Although we’ve “met”–on two different occasions, in two different cities–spanning more than a year’s time–we’ve never exchanged names.
Our first connection was on an unseasonably hot day in April of 2016 in Albany’s Capitol Park after a rally for Bernie Sanders.
It was our first time as a family in Albany and after we marched through town, we took a seat on a park bench in the shade just as a man wearing a bright MAKE AMERICA GREAT cap hobbled our way.

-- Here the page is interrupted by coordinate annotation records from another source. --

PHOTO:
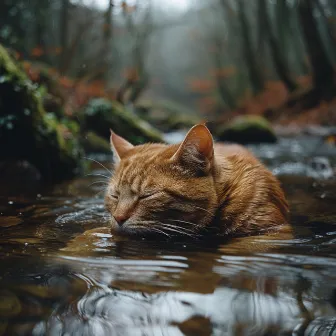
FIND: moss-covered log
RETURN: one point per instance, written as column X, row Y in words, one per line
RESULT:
column 100, row 115
column 27, row 132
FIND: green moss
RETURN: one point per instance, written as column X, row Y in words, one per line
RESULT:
column 167, row 116
column 247, row 129
column 27, row 132
column 95, row 144
column 100, row 115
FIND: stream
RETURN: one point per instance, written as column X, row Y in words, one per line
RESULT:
column 55, row 280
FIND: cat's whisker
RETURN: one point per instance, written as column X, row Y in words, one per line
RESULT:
column 85, row 157
column 177, row 227
column 103, row 182
column 107, row 177
column 99, row 192
column 146, row 228
column 197, row 207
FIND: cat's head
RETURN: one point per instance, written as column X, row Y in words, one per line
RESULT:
column 161, row 189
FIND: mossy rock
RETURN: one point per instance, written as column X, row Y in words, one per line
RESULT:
column 27, row 132
column 100, row 115
column 94, row 143
column 167, row 116
column 247, row 129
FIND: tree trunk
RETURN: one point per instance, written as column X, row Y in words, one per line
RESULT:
column 64, row 32
column 256, row 78
column 281, row 65
column 322, row 69
column 107, row 36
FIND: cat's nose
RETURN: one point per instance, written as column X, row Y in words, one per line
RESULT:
column 121, row 219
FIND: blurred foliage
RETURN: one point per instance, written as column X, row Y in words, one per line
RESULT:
column 220, row 57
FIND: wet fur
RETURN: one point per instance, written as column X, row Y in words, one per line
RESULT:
column 223, row 189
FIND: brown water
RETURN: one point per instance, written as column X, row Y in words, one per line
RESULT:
column 56, row 281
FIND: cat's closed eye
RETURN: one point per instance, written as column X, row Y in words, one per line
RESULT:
column 114, row 195
column 148, row 195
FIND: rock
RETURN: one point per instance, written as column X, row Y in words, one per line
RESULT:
column 93, row 143
column 101, row 114
column 27, row 132
column 247, row 130
column 167, row 116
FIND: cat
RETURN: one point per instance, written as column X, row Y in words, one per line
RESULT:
column 191, row 189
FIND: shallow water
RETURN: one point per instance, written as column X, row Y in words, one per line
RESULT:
column 57, row 281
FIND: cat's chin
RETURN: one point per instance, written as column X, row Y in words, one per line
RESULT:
column 132, row 231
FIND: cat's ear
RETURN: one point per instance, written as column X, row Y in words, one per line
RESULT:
column 119, row 146
column 196, row 152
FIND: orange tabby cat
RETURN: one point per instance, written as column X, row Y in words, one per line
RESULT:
column 192, row 188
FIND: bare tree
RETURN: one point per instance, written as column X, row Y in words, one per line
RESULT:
column 279, row 60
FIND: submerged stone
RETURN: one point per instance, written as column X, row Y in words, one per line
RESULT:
column 101, row 114
column 27, row 132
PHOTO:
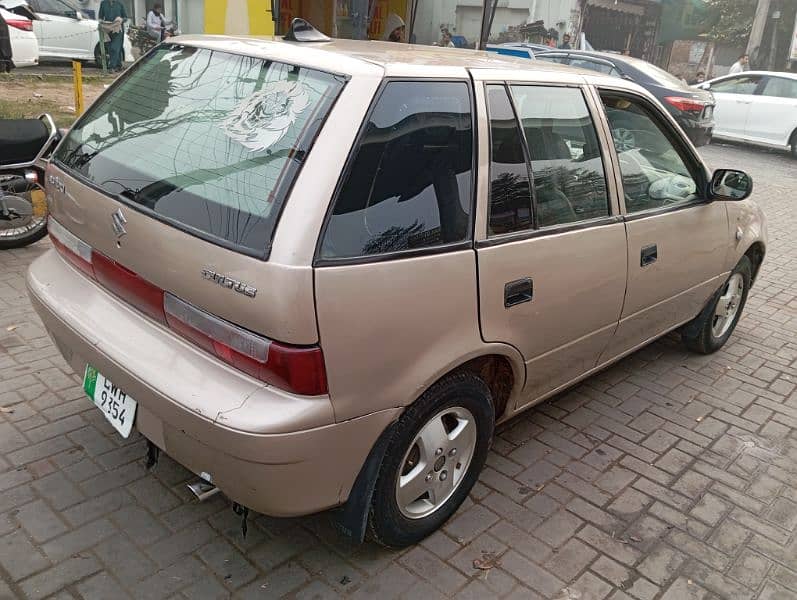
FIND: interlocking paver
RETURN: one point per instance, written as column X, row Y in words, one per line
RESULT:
column 671, row 476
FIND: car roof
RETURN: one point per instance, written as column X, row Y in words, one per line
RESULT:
column 355, row 56
column 785, row 74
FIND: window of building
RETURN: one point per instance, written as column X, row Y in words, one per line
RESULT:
column 566, row 162
column 410, row 181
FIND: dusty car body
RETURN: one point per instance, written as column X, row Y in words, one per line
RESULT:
column 324, row 271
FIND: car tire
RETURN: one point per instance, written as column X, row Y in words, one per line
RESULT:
column 715, row 324
column 437, row 450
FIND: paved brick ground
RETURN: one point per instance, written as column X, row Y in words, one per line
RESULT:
column 670, row 476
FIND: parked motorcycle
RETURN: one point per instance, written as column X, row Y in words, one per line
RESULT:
column 25, row 147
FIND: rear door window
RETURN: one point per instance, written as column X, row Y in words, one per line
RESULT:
column 207, row 141
column 744, row 84
column 566, row 161
column 510, row 192
column 780, row 87
column 410, row 180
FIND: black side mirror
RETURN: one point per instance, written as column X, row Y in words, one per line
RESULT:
column 730, row 184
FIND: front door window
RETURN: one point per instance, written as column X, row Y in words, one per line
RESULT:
column 654, row 172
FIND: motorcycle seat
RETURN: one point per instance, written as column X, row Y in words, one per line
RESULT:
column 21, row 140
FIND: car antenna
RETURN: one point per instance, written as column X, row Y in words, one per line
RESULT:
column 302, row 31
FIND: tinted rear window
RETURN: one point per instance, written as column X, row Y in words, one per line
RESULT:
column 208, row 141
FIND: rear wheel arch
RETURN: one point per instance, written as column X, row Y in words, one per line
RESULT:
column 502, row 373
column 756, row 253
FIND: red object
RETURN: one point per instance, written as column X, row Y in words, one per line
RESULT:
column 297, row 369
column 685, row 104
column 23, row 24
column 129, row 286
column 75, row 251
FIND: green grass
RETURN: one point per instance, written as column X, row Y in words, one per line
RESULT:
column 31, row 110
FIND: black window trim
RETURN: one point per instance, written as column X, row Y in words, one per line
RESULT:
column 690, row 157
column 466, row 244
column 756, row 92
column 526, row 157
column 517, row 236
column 763, row 84
column 604, row 159
column 260, row 254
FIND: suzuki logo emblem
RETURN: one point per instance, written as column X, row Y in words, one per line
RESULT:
column 118, row 221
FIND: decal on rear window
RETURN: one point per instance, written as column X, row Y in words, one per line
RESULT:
column 263, row 119
column 206, row 141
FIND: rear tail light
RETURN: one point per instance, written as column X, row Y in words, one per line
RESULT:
column 297, row 369
column 685, row 104
column 72, row 248
column 123, row 282
column 23, row 24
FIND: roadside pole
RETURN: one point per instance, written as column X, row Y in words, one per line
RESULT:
column 757, row 32
column 77, row 79
column 103, row 57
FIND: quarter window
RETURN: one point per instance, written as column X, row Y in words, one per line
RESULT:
column 510, row 194
column 654, row 172
column 744, row 84
column 780, row 87
column 409, row 184
column 566, row 163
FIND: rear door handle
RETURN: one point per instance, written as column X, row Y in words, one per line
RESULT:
column 650, row 254
column 518, row 292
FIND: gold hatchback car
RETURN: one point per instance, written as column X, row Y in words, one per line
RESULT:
column 318, row 273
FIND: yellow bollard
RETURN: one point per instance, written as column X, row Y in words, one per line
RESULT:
column 77, row 79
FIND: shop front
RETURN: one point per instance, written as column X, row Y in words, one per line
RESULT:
column 626, row 26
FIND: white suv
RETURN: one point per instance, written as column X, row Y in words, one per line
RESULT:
column 62, row 30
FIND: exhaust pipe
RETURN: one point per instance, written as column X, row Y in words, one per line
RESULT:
column 203, row 488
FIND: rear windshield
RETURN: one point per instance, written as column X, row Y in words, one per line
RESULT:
column 207, row 141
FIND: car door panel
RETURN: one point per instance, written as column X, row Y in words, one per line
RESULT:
column 773, row 113
column 674, row 288
column 677, row 243
column 573, row 253
column 578, row 286
column 734, row 97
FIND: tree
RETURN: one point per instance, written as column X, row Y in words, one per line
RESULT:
column 730, row 21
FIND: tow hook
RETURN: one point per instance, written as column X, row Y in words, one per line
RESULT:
column 153, row 453
column 242, row 512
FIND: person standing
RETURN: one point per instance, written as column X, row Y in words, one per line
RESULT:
column 6, row 55
column 395, row 28
column 155, row 23
column 113, row 11
column 740, row 65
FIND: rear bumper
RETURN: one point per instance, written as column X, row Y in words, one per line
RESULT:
column 276, row 453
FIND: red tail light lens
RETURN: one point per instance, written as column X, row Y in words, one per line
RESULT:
column 685, row 104
column 129, row 286
column 297, row 369
column 294, row 368
column 72, row 248
column 23, row 24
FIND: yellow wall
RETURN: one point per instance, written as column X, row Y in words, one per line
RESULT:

He said something to us about our Bernie signs, and we said something about his cap, and then we listened to his concerns for the country, and first me and then my husband painstakingly explained why we thought that his candidate was the wrong fit for the country; but eventually it was our 15 year old son who persisted in the dialogue, and thus, we parted ways with a hand shake, and the man in the Make America Great cap wished us a safe trip back to Vermont; while we watched as he went from bench to bench, engaging other Bernie supporters, followed by a string of screaming matches that followed him as he shuffled out of the park and across the street to wait for the bus in the heat.
We walked past him on our way toward our hotel down State Street, and my heart ached with the most pressing concern he shared:
The shrinking dollar menu at McDonald’s.
“I would vote for Bernie,” he told me, “But he won’t make it.”
Fast-forward to 2017–to a 4th of July celebration on the opposites side of the Hudson in Troy, NY.
Another city hobbling toward a come back
with deepening pockets of despair.
“There’s a shooting in one of these cities every day,”
said a man with whom my husband had struck up a conversation.
Our family had sought shade far enough away from the Beatles cover band to soften the intensity, and while my husband continued his conversation, I took in the crowds, until I nudged him, and said:
“Hey, look! It’s him! The guy in the red cap, from last year in Albany! How wild is that!”
And then the man actually shuffled toward us and sat down right beside me. It turns out he remembered us too, and I said, “So your guy won, how are you feeling about his Presidency?” and he said that everyone was blocking him, and I said, But he has both houses, it doesn’t get better than that…
And I was ready to launch into healthcare and wages, but then I paused and considered his faded cap, and noticed that the woman who approached him, saying “Hi Morgan,” looked as if her life was worse off than his, and so, I couldn’t bear to dash what remaining dreams he held for #45.